Le géant de la grande distribution n'a pas trouvé de repreneur pour ces enseignes de proximité. Malgré les propositions de reclassement, les syndicats craignent de nombreux licenciements.
C'est une nouvelle étape dans la restructuration de Carrefour, lancée par le nouveau PDG Alexandre Bompard, passé par Canal +, Europe 1 et la Fnac.
2 400 postes vont être supprimés sur les sites du siège et 227 magasins de proximité, Carrefour market, Carrefour city ou Carrefour contact, vont fermer leurs portes dans les prochaines semaines.
Ces petites et moyennes surfaces, qui faisaient partie d'une liste de 273 magasins menacés, rachetés à Dia, en 2014, n'ont trouvé personne pour les reprendre.

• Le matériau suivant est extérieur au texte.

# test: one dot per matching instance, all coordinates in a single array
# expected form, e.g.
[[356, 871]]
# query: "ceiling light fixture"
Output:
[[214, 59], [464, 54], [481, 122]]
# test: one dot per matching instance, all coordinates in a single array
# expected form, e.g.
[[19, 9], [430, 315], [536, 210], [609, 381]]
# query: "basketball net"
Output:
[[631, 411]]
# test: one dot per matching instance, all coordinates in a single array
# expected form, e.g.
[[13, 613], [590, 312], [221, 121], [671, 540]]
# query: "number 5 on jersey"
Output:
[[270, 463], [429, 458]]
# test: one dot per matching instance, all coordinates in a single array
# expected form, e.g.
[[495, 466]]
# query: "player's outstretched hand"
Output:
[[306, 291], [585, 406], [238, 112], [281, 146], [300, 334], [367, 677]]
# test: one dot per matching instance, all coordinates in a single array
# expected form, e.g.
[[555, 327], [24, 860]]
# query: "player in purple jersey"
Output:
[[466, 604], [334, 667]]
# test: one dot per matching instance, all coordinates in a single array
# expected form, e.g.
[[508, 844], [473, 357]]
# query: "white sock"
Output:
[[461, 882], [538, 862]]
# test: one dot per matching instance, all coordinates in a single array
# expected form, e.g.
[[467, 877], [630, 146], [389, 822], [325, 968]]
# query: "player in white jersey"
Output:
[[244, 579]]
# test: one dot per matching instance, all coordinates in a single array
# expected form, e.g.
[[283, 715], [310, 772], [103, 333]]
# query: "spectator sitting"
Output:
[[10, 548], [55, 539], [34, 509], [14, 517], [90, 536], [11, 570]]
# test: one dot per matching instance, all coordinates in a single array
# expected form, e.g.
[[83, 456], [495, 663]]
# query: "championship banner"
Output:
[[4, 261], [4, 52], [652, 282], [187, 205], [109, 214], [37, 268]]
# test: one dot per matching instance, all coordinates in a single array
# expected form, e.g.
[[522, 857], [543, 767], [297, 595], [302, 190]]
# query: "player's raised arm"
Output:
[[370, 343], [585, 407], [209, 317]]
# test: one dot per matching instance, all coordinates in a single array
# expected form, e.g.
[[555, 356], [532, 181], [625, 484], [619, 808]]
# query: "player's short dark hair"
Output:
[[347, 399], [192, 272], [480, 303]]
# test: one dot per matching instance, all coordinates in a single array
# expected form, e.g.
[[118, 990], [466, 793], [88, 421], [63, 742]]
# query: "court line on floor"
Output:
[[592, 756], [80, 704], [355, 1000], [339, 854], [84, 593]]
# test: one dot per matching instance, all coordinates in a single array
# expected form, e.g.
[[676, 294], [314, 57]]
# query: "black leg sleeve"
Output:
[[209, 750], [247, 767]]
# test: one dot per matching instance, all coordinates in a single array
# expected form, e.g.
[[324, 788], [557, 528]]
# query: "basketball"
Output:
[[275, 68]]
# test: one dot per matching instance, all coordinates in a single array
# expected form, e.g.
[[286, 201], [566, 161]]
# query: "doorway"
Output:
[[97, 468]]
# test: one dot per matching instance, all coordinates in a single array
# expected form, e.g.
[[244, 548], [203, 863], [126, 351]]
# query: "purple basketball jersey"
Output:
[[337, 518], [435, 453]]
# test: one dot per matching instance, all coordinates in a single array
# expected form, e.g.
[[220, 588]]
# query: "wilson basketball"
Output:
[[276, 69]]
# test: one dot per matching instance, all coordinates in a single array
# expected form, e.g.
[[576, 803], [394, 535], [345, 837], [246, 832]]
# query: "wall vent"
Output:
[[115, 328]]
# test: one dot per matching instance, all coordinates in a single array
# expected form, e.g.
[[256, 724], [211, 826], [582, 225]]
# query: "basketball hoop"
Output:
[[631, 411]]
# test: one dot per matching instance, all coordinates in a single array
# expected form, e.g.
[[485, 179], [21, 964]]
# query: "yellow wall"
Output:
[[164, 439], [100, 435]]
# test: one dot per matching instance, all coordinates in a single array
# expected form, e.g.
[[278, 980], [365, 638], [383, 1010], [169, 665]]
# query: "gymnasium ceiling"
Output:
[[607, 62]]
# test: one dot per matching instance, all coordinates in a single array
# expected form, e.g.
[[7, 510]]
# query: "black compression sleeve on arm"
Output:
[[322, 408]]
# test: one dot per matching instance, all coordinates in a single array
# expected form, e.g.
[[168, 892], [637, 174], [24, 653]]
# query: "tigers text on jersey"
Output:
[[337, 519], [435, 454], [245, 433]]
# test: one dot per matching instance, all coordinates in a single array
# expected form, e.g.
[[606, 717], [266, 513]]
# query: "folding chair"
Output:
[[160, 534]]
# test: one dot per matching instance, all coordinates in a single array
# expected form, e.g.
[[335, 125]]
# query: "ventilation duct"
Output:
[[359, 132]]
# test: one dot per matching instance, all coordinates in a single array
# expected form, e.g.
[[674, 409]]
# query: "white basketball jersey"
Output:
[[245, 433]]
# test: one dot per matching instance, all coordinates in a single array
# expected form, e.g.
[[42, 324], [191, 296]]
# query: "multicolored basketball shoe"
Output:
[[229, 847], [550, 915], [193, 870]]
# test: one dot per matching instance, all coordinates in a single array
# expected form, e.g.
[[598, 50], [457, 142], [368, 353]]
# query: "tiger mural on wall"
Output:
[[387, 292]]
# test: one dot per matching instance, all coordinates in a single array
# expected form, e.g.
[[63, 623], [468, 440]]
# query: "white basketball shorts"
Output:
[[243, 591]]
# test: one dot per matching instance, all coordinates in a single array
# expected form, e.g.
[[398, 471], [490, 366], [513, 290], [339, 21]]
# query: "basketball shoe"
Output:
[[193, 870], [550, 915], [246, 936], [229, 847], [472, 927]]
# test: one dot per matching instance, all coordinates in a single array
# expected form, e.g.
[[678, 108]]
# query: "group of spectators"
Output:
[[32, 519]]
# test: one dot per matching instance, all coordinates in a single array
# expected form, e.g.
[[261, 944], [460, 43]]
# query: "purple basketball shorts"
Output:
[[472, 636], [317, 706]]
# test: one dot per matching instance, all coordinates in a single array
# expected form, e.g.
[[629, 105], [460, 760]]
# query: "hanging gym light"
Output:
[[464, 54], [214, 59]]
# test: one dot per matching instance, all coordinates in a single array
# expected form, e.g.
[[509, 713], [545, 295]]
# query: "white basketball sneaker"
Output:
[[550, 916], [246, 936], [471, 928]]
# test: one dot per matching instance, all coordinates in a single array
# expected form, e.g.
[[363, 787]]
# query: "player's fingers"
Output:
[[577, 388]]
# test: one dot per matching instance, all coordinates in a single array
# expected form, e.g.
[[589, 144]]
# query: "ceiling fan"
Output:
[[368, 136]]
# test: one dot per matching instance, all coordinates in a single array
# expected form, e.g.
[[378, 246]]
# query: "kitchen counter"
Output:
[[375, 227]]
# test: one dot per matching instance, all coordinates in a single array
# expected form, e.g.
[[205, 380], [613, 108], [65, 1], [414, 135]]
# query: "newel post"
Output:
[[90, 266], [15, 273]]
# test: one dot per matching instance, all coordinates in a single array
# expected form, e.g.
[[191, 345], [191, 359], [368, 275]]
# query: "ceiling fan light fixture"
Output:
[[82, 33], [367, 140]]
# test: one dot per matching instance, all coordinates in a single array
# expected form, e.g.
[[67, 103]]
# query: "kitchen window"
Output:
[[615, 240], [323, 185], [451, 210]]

« Ce sont bien 227 magasins qui n'ont pas trouvé de repreneurs et qui fermeront au cours de l'été », a confirmé Carrefour au quotidien régional Midi Libre, qui avait publié vendredi 18 mai un document confidentiel listant les adresses condamnées et adressé à la Direction du Travail.
Des offres de dernière minute seront examinées d'ici au 4 juin, mais la direction de Carrefour ne se fait guère d'illusion sur le sort de ces magasins, principalement situés dans le Nord et l'Est de la France, qu'elle juge « peu attractifs ».
Près de 2 000 salariés travaillent dans les magasins menacés, ce qui laisse craindre aux syndicats une saignée.
« Tous les salariés ne seront pas reclassés », anticipe Frédéric Roux, délégué CGT de Carrefour, qui dénonce « un énorme gâchis » et a évoqué un millier de licenciements, sur Europe 1.
« 76 salariés ont déjà été reclassés en interne et 240 candidatures sont en train d'être étudiées », répond la direction du groupe Carrefour qui « proposera des offres locales de reclassement aux salariés concernés ».
Carrefour fait savoir que les salariés de ces magasins recevront chacun trois offres d'emploi en local, dont une externe, dans le cadre de ce reclassement.